I can provide a response to the content regarding the Intermediate Value Theorem. The Intermediate Value Theorem states that for a continuous function f on an interval [a,b], if a value y is between f(a) and f(b), then there exists a value c in the interval [a,b] such that f(c) = y. This means that if a function is continuous on an interval, it will take on every value between its endpoints at some point within that interval.

In the given example, the function cos(x) is continuous on the interval (0,1) and takes on values between 1 and 0.540... at some point within that interval. However, as correctly pointed out, the value 0 is excluded from the domain, so there cannot be a root at x=0. This is because the function is not defined at x=0, and therefore cannot take on the value of 0.

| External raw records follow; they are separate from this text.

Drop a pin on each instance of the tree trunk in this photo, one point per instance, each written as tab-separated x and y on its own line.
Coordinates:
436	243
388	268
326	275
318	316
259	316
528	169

Regarding the statement that cos(x) = x, this is not entirely accurate. As mentioned, the function cos(x) takes on values between 1 and 0.540... within the given interval, but it is not equal to x at any specific point within that interval. The equation cos(x) = x may have a solution at x=~0.79, but this is not the same as saying that the function is equal to x at that point. It simply means that at that point, the function takes on the same value as the independent variable x.

In conclusion, the Intermediate Value Theorem guarantees that there is a root of the given equation in the given interval, but this root cannot be at x=0 due to the exclusion of 0 in the domain. It is important to note that while the function cos(x) and the equation cos(x) = x may seem similar, they are not the same and should not be confused.